Hiç kuşku yok ki, Türk ordusunu, devletini bu kadar da olmaz denilen noktaya Kürdistan özgürlük gerillasının direnişi getirmiştir. Hatırlanırsa, 17 Nisan’da resmi olarak Zap’a ‘operasyon’ başlatan ordunun fiili komutanı Hulusi Akar, üç gün sonra ‘hedeflerimize ulaştık’ diye ucube bir açıklamada bulunmuştu. Aynı Akar aradan geçen 7 ayda buna benzer açıklamalarını tekrarladı ve her seferinde ordunun başarılı olduğunu iddia etti. Buna karşın HPG kaynakları da hem yaptıkları açıklamalar hem de yayınladıkları görüntüler ile sahadaki durumun tam tersi yönde olduğunu sürekli beyan ettiler ve kamuoyunu bilgilendirdiler. Ki, yansıyan son görüntüler HPG’yi doğrular nitelikte.
Belli ki, Türk devleti için Zap’taki yeni bir yenilgi, geri dönüşü olmayan sürecin başlangıcı anlamına geliyor. Nasıl ki, 2008’de Zap’ta yenilenler devlet yönetimini kaybettilerse, bugün de Zap’ta yenilenlerin devlet yönetimini kaybedecekleri aşikar. Hal böyle olunca, Zap’tan geri çekilmek de yenilgiyi kabul etmek de mümkün olmuyor. Ve nihayetinde ortaya sadece ve sadece bu görüntüler kalıyor. Yenildim, kaybettim dememek için, Zap’ta her türlü savaş suçu işleniyor, bunun için hiçbir sınır tanınmıyor. HPG’ye karşı kimyasal silahların kullanılması da, ölen askerlerin cenazelerinin yakılması da esasen bu kapsamda vuku buluyor.
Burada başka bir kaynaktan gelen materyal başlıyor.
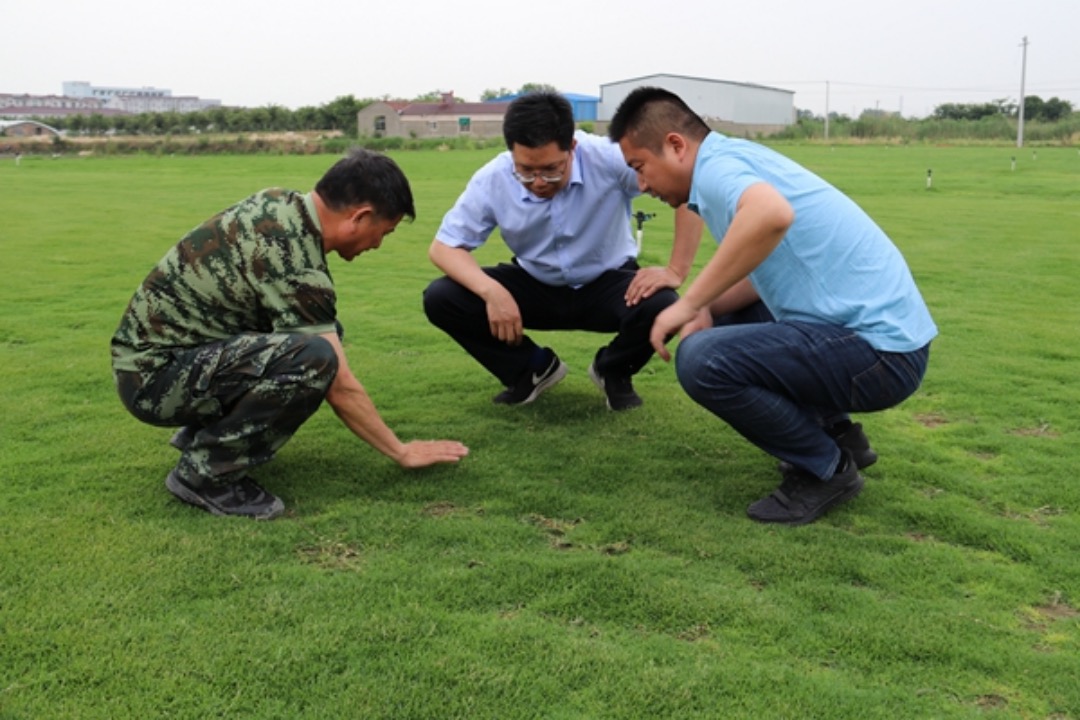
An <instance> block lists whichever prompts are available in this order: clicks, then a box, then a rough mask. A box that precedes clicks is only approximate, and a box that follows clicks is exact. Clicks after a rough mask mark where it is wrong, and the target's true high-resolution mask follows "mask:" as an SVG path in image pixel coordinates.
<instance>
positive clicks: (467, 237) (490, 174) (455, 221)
mask: <svg viewBox="0 0 1080 720" xmlns="http://www.w3.org/2000/svg"><path fill="white" fill-rule="evenodd" d="M502 161H503V158H502V157H501V155H500V157H499V158H496V159H495V160H492V161H491V162H489V163H488V164H487V165H485V166H484V167H482V168H480V169H478V171H476V173H475V174H474V175H473V176H472V178H471V179H470V180H469V184H468V185H467V186H465V189H464V191H463V192H462V193H461V195H460V196H459V198H458V200H457V202H456V203H454V207H451V208H450V209H449V212H447V213H446V215H445V216H443V222H442V225H440V226H438V232H436V233H435V240H437V241H438V242H441V243H443V244H444V245H448V246H449V247H463V248H465V249H469V250H473V249H476V248H477V247H480V246H481V245H483V244H484V243H485V242H487V239H488V236H490V234H491V232H492V231H494V230H495V228H496V227H497V226H498V221H497V220H496V215H495V206H494V203H495V202H497V200H496V196H497V194H498V193H499V187H498V182H496V181H495V173H496V172H498V167H499V164H500V162H502Z"/></svg>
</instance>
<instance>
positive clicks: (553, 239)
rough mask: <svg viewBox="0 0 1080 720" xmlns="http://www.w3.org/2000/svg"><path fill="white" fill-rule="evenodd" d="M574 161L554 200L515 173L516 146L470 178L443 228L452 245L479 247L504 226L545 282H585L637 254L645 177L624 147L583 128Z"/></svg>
mask: <svg viewBox="0 0 1080 720" xmlns="http://www.w3.org/2000/svg"><path fill="white" fill-rule="evenodd" d="M573 137H575V139H576V140H577V141H578V144H577V147H576V148H575V152H573V162H572V163H571V164H570V165H571V169H570V181H569V182H568V184H567V185H566V187H564V188H563V189H562V190H559V191H558V192H557V193H555V195H554V196H553V198H551V199H549V200H544V199H540V198H537V196H536V195H534V194H532V193H531V192H529V190H528V188H527V187H526V186H525V185H523V184H522V182H518V181H517V180H516V179H514V176H513V169H514V161H513V159H512V157H511V154H510V151H509V150H508V151H505V152H502V153H500V154H499V155H497V157H496V158H495V159H494V160H491V161H490V162H489V163H487V164H486V165H484V166H483V167H481V168H480V169H478V171H476V173H475V174H474V175H473V176H472V179H470V180H469V185H468V186H465V189H464V192H462V193H461V196H460V198H458V200H457V202H456V203H455V205H454V207H453V208H450V210H449V212H448V213H447V214H446V215H445V216H444V217H443V223H442V226H440V228H438V232H437V233H436V234H435V237H436V240H438V242H441V243H443V244H445V245H448V246H450V247H463V248H467V249H469V250H473V249H475V248H477V247H480V246H481V245H483V244H484V243H485V242H486V241H487V239H488V236H489V235H490V234H491V231H492V230H495V229H496V228H497V227H498V228H499V231H500V233H501V234H502V239H503V241H504V242H505V243H507V245H508V246H509V247H510V249H511V250H512V252H513V254H514V256H515V257H516V258H517V262H518V264H521V267H522V268H523V269H525V271H526V272H528V273H529V274H530V275H532V276H534V277H536V279H537V280H539V281H540V282H542V283H545V284H548V285H555V286H566V285H569V286H572V287H578V286H581V285H585V284H586V283H590V282H592V281H594V280H596V277H598V276H599V275H600V273H603V272H605V271H607V270H613V269H616V268H620V267H622V266H623V264H624V263H625V262H626V261H627V260H630V259H632V258H635V257H637V243H636V241H635V240H634V235H633V232H632V230H631V222H630V216H631V201H632V200H633V198H635V196H637V195H638V194H639V190H638V188H637V177H636V175H635V173H634V171H632V169H630V167H627V166H626V162H625V160H623V157H622V152H621V151H620V150H619V146H618V145H616V144H613V142H611V141H610V140H608V139H607V138H603V137H597V136H595V135H590V134H588V133H583V132H580V131H579V132H577V133H575V136H573Z"/></svg>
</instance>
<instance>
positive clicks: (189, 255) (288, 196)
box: [112, 188, 337, 370]
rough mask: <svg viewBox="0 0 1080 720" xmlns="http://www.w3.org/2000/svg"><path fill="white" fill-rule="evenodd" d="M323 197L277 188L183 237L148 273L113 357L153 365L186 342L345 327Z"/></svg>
mask: <svg viewBox="0 0 1080 720" xmlns="http://www.w3.org/2000/svg"><path fill="white" fill-rule="evenodd" d="M316 218H318V215H316V214H315V212H314V205H313V201H312V200H311V196H310V195H305V194H301V193H298V192H295V191H291V190H283V189H278V188H274V189H269V190H264V191H261V192H259V193H256V194H255V195H252V196H251V198H248V199H246V200H244V201H241V202H240V203H237V204H235V205H233V206H232V207H229V208H227V209H225V210H222V212H221V213H219V214H217V215H216V216H214V217H212V218H211V219H210V220H207V221H206V222H204V223H202V225H201V226H199V227H198V228H195V229H194V230H192V231H191V232H189V233H188V234H187V235H185V236H184V237H183V239H181V240H180V242H179V243H177V244H176V246H174V247H173V248H172V249H171V250H170V252H168V253H167V254H166V255H165V257H163V258H162V259H161V261H160V262H159V263H158V264H157V267H156V268H154V269H153V270H152V271H151V272H150V274H149V275H148V276H147V277H146V280H145V281H143V284H141V286H139V288H138V289H137V290H136V293H135V296H134V297H133V298H132V300H131V302H130V303H129V305H127V310H126V312H125V313H124V315H123V317H122V320H121V322H120V327H119V328H117V331H116V335H114V336H113V338H112V365H113V367H114V368H116V369H120V370H149V369H153V368H156V367H160V366H161V365H163V364H165V363H168V362H170V361H171V358H172V352H173V351H174V350H176V349H183V348H197V347H199V345H203V344H206V343H208V342H214V341H217V340H225V339H228V338H231V337H232V336H235V335H240V334H242V332H267V334H269V332H310V334H324V332H333V331H335V322H336V309H335V305H336V301H337V298H336V295H335V293H334V282H333V279H332V277H330V273H329V269H328V267H327V263H326V255H325V253H324V250H323V245H322V240H323V237H322V231H321V229H320V228H319V225H318V221H316Z"/></svg>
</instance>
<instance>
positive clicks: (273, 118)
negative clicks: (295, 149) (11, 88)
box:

Elbette, iktidar bu suçları işleyerek hem savaşın hakikatini gizlemek hem de iktidarını daim kılmak istiyor. Fakat görülüyor ki, artık mızrak çuvala sığmıyor. Gerçekler bir biçimde yansıyor, görünür oluyor ve tüm bunlar iktidarın ömrünün hiç olmadığı kadar kısaldığına işaret ediyor.